All three of us had no clue what the guard was going on about. None of us were thieves. We had never even been to this store before.
Sasha went to explain that. She’d not even opened her mouth a centimeter.
The guard drew his sword and ran her through.
Not even three seconds before the encounter had gone deadly.
The official report was a cover up. Mother said my friend had shouted a spell to immobilize everyone.
She had never said a single word.
We were only six at the time.
I told my mother this and she just pretended I wasn’t there. Pretended that Izumi and I just hadn’t seen one of my friends killed in cold blood for a crime she hadn’t committed. I remembered that response. I started recognizing it a lot more often. I was to be the Heiress to the Company, but never anything more than that.
Just a thing to be groomed.
The town guard was a mix of all races, but my respect for them turned to fear. Everywhere I looked, the Guards viewed all people with suspicion. I knew that was their job. To prevent crime. But… Even with my supposed “Important Person” status, I never felt safe under their piercing gazes.
When I hit my teens, I began investigating the Town Guard secretly. I fibbed my way into observing their various activities for a ‘paper’ I was supposedly writing. I started seeing a corruption that prevailed in the “Cloud District” and had filtered down to the local guards.
Every town was different, I knew. Each town formed and trained their own guards in their own ways. Something in my town was rotten. And… it made me ashamed to think of myself as my mother’s child.
We began arguing more. How could a woman as mean as her have made a girl as “blind” as I apparently was. Blind? Blind?? More like I refused to turn a blind eye to the corruption festering around me, choking me down and making me feel sick to my stomach.
I wasn’t the only one.
Apparently the Guard had made a quota for crime to “Stop,” and there weren’t actually enough real criminals in town to meet that quota. People were afraid. My respect for the town guard had turned to a fear of saying the wrong thing. My ‘paper’ had wedged me clear into the heart of something the Town Guard and people like my mother were afraid to let out into the open. That thing was what I had seen time and time again since that day. Guards making up crimes that never happened.
Izumi had been treated rather poorly after our Drow friend had died. She didn’t have an influential mother whose influence and wrath the guards were afraid of invoking. She came to me one day, and asked me if I was up for running away.

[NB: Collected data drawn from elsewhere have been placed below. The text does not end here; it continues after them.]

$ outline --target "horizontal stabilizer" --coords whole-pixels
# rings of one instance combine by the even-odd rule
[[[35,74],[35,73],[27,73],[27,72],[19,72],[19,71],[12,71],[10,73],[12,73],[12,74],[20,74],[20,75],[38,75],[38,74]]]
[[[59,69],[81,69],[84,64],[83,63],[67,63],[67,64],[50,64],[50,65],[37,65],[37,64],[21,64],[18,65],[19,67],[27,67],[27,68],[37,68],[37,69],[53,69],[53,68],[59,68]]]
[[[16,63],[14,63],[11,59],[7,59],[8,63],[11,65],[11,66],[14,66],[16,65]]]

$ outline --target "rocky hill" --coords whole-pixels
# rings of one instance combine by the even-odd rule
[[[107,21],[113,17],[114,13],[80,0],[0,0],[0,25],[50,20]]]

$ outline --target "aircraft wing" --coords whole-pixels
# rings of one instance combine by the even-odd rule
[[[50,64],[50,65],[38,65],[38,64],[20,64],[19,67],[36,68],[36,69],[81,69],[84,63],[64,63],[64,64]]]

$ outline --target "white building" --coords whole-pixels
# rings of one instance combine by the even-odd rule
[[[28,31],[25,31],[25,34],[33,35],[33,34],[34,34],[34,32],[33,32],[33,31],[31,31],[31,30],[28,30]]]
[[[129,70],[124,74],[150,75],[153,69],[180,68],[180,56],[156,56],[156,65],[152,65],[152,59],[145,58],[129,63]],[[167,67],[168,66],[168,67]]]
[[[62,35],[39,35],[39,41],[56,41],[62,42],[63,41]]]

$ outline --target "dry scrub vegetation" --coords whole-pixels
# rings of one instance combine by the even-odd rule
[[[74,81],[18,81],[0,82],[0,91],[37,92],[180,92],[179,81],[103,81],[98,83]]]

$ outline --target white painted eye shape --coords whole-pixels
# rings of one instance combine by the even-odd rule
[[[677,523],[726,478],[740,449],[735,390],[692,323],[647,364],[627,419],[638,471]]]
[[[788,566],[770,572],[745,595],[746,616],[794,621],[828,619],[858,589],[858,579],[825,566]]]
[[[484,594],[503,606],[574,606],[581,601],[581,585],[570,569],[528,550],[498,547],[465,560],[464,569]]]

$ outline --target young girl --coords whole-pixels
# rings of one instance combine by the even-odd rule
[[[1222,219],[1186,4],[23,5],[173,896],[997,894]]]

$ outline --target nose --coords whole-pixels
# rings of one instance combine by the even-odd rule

I was. I so very was. But before we did that, however… Some Private Investigators, as they called themselves, came to town. They systematically began exposing the corruption of the Cloud District and tore down the corrupt Guard system, arresting every guard that had been causing trouble.
All except one.
A woman, just a simple Lycan, had had enough of the rampant dishonesty. She had called a group that I had never heard of before then. The Detective Agency and Academy: Mystryal. (I’ll admit, I thought they had said the name was “Mistrial” at first… fitting.)
That Lycan had decided that enough was enough, and through her I began to respect again. Not the town guard in of itself, but of the people who believed in justice. The people who, having enough of the corrupt system, would rather leave it than continue to work inside of it. She had a daughter to protect as well.
I talked to the Investigators, the “Detectives” (that was such a foreign word to me at the time), and I asked them. “Can I be like you?”
The Detective smiled down at me and told me about the Mystryal Islands. The shimmering clouds between the sky and the sun. The crystal clear waters. The faces of those who all sought justice in the world.
My wings fluttered with a hope I hadn’t felt in years.
So I planned to run away. Dad found out, though, but he approved of my choice. He let me go, and I left those snow covered mountains for the sun-filled Mystryal Isles, vowing that if I ever raised a child, I’d never put her through what I was put through.
I, Kana Mayoi, left the coldness of death for the warm light of justice, and never looked back.